- There’s a new APT group targeting job seekers in Canada and also IATA employees and airlines.
- The group relies heavily on spamming campaigns and has been engaged in that space since 2018.
- The actors are using a wide range of RATs, commodity malware, and open-source tools.
Malwarebytes researchers discovered a targeted spam campaign that dates as far back as 2018 and continues to this day by simply updating its lures. Although the observed TTPs have common ground with other known malicious groups such as APT28 and “Muddy Water,” this actor dubbed “LazyScripter” is considered a separate and so far undiscovered actor.
The phishing campaigns launched by the particular actor target job seekers with Remote Access Trojans (RATs) like Octopus, Koadic, LuminosityLink, RMS, Quasar, njRat, and Remcos. The targets seem to be people looking to immigrate to Canada. However, there are also lures specifically designed to imitate IATA (International Air Transport Association) and exploit the introduction of the IATA ONE ID contactless passenger processing tool. Thus, airlines and their employees are also targeted by LazyScripter.

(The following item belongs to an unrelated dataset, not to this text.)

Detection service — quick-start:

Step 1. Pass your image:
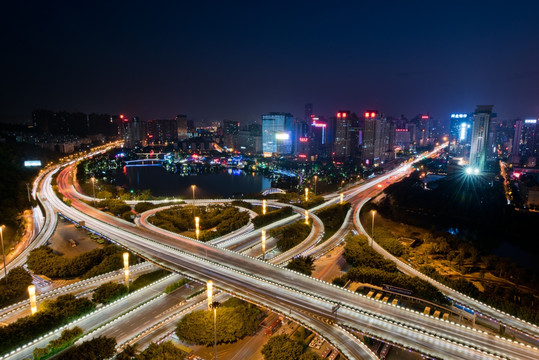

According to what Malwarebytes was able to gather, the phishing lures have the following subjects:
- IATA security (International Air Transport Association security)
- BSP link Updater or Upgrade (BSPlink is the global interface for travel agents and airlines to access the IATA Billing and Settlement Plan (BSP).
- IATA ONE ID
- User support kits for IATA users
- Tourism (UNWTO)
- COVID-19
- Microsoft Updates
- Job information
- Canada skill worker program
- Canada Visa (CanadaVisa.com is the online presence of the Campbell Cohen Immigration Law Firm)
To tap onto the relevant victim pool, LazyScripter targets government-supported job finding programs hosted on Canadavisa.com and other legitimate sites. Their main infection vector is emails that carry malicious ZIP and document files hosted on GitHub. In most cases, these ZIPs contain either KOCTOPUS or Koadic, posing as “Upgrade.exe” or “IATA ONE ID.exe.”
KOCTOPUS has four different variants with different backdoor functionality, executables, VBScript, or registry keys. The group generally uses a galore of different RATs to maintain an unusually diverse set of information-exfiltration methods.
All of them use the same C2 infrastructure, which is pretty extensive too. Still, Malwarebytes was able to identify the following five subdomains relying on four different dynamic DNS domain generating providers:
- kasperskylab.ignorelist.com
- hpsj.firewall-gateway.net
- googlechromeupdater.twilightparadox.com
- iatassl-telechargementsecurity.duckdns.org
- stub.ignorelist.com
The main things that pushed Malwarebytes to consider that this actor is a new group include the facts that they rely almost solely on spam campaigns, uses a very wide range of RATs and commodity tools, uses direct embedding instead of macros, and doesn’t use custom toolsets that are linked to other similar groups.